La mayor parte de la gente que se aturulla allí no es "gente de libros", por así decirlo. Van para dejar en paz sus conciencias, siguiendo alguna clase de mandato no escrito que dice que "es la Feria del Libro, hay que ir". También va, la mayoría, buscando las últimas novedades de los chantas de turno, sean éstos chantas de la autoayuda, de la literatura, del periodismo o de la política. Francamente, ir para eso me parece aún más descabellado. También van porque prefieren los libros nuevos, sin usar, sin tocar, recién salidos de las rotativas. El horror. En general, salvo ciertos libros (como las bellezas que produce una editorial como La Bestia Equilátera y otras por el estilo), no me gustan los libros nuevos. Toda mi vida he apostado al libro usado, al libro antiguo, al libro (al tesoro) que se encuentra en una mesa de saldos por un precio irrisorio. 

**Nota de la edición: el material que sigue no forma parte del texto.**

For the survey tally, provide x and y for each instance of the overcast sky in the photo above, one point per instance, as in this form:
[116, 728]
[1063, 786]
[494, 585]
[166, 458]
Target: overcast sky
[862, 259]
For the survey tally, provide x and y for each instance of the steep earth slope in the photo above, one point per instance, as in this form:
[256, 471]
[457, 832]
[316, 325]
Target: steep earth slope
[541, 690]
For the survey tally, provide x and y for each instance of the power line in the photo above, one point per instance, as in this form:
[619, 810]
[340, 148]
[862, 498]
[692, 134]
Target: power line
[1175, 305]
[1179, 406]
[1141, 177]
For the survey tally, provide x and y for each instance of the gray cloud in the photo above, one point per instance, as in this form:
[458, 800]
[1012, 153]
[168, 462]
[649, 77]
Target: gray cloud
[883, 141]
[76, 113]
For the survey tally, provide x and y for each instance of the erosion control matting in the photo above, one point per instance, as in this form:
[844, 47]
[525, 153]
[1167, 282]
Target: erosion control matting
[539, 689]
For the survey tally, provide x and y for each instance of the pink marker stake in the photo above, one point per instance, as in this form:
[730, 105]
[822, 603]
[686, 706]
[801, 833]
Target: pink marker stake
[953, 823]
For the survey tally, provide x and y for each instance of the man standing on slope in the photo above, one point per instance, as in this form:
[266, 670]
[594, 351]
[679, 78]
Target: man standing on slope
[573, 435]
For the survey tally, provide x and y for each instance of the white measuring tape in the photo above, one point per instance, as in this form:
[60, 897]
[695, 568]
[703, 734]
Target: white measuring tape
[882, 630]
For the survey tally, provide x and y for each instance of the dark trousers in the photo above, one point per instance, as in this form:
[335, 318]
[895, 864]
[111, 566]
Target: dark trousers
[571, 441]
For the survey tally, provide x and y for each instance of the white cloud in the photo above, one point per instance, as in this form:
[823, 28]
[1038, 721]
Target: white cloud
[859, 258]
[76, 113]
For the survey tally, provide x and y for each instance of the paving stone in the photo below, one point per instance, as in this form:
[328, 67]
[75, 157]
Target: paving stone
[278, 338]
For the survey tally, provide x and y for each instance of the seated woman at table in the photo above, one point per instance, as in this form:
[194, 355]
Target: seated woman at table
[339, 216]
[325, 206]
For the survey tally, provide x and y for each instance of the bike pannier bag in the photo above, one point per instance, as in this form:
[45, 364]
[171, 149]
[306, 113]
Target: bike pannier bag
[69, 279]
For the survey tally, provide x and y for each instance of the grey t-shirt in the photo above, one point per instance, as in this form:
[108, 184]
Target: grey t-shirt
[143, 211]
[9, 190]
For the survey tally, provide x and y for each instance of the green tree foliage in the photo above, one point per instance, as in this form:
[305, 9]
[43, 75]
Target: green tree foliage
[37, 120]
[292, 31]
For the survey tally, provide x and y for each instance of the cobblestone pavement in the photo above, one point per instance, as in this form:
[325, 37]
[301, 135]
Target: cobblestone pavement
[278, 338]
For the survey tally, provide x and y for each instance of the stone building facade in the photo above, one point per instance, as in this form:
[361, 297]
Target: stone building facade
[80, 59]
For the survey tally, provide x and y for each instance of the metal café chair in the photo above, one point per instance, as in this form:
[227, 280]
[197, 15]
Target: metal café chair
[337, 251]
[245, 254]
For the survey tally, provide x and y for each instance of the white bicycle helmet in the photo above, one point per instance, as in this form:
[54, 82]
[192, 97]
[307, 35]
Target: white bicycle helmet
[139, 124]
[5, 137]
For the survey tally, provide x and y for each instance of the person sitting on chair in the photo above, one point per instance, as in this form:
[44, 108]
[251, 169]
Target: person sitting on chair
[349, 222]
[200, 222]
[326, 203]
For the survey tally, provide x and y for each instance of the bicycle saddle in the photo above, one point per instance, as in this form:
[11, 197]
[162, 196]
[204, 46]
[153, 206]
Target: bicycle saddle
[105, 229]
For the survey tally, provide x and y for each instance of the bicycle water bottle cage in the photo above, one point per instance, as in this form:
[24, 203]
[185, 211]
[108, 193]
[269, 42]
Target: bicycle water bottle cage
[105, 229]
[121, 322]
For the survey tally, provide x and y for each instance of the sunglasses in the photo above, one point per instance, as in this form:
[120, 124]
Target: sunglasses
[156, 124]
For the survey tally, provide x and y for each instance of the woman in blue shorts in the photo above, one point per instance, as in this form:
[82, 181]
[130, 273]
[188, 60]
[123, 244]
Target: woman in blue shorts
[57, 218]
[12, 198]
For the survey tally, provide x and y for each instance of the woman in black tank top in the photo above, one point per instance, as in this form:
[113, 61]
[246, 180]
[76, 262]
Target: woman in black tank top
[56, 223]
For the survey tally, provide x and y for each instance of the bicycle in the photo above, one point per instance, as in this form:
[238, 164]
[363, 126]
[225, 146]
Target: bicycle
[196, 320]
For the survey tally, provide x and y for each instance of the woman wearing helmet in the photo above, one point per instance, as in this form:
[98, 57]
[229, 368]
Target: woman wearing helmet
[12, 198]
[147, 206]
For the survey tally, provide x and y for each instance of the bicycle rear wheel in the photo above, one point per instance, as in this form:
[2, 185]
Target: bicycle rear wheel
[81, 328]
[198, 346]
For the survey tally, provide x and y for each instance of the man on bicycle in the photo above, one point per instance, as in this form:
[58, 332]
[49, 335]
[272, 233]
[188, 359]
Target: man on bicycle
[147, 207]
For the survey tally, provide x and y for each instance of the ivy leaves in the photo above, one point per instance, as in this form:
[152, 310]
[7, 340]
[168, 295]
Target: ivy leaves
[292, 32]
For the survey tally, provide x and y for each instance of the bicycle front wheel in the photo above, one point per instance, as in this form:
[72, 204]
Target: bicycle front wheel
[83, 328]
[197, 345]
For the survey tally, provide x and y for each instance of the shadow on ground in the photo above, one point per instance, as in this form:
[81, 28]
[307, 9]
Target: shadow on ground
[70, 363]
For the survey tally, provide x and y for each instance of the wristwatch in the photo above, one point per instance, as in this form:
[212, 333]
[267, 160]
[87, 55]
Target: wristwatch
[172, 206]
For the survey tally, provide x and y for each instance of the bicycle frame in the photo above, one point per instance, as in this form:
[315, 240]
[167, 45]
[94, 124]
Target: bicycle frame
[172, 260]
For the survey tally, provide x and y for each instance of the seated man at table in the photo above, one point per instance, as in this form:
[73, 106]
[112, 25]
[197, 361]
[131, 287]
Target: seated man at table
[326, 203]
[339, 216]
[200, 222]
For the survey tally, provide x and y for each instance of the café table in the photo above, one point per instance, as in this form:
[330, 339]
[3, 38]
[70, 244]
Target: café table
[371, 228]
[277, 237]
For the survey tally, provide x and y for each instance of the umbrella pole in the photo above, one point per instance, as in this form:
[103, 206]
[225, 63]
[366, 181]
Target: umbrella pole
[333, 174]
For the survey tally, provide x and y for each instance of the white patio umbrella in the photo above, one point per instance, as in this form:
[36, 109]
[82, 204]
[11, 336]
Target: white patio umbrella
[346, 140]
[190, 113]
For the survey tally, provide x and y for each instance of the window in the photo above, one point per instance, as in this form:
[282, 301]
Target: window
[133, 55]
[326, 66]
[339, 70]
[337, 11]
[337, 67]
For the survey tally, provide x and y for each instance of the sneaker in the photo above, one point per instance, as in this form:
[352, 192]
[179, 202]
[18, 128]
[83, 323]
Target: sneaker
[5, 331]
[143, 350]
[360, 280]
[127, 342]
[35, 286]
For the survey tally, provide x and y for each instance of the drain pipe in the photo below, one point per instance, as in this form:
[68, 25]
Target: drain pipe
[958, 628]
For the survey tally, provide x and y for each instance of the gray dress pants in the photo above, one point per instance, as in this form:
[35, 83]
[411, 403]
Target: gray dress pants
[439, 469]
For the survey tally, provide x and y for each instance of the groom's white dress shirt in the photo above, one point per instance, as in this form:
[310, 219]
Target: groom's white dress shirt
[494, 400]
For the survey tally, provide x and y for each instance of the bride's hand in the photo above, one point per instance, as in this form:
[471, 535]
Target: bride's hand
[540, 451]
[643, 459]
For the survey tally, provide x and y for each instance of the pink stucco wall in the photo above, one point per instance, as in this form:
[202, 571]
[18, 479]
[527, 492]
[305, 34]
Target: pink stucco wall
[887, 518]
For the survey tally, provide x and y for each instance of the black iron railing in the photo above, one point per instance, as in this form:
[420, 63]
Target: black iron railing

Por otro lado, no leo, en general, literatura contemporánea. No me interesa lo que se está escribiendo right here, right now. En general, es todo basura, salvo honrosas excepciones y algunos maravillosos amigos y maestros. Cierto que a veces esta tendencia hace (o haría) perderme de cosas tan alucinantes como W. G. Sebald o Lorrie Moore, pero siempre he pensando que los libros que llegan a nuestras manos son los que tienen que llegar. Por ende, siempre he comprado por intuición, siguiendo una vocecilla que me dice "comprame, comprame" al revolver las mesas, estantes y bateas. En la feria, hasta donde recuerdo, son muy pocos los stands donde se puede seguir esa vocecilla, pues todo grita (aúlla) "comprá, comprá".
Otra cosa que me indigna de la feria es que si uno tiene la peregrina idea de comer algo en las instalaciones (por ejemplo, una servidora vive en La Plata: tiene un viaje de por lo menos una hora y media hasta allí, suponiendo cero tropiezos, piquetes, accidentes, etc., a lo que se suma una hora de optimista cola y, para el momento de entrar, ya puedo asegurar que voy a tener mucha hambre), los precios de las vituallas ofrecidas superan en tres o cuatro veces los precios de esas mismas vituallas afuera de las instalaciones. Otra vez: no me jodas. Me parece una afrenta innecesaria y más en tiempos como los actuales. 
Y lo más tragicómico del caso es que la última vez que fui a la feria de marras fue en el 2007, durante las Jornadas Profesionales: ese remanso, ese paraíso, esa maravilla en la cual no hay gente y uno puede recorrer todo a sus anchas, sin molestias de ninguna clase, sin aglomeraciones ni aturullamientos, sin gritos ni estridencias, sin nada más que lo único que debería importar allí, que son los libros. 


P. D.: No se gasten en tratar de convencerme de que vale la pena ir y blah blah blah. Si es en las Jornadas Profesionales, sí. Si no, olvídenlo, no cuenten conmigo. O si vinieran Erica Jong o Philip Roth, pero lo dudo.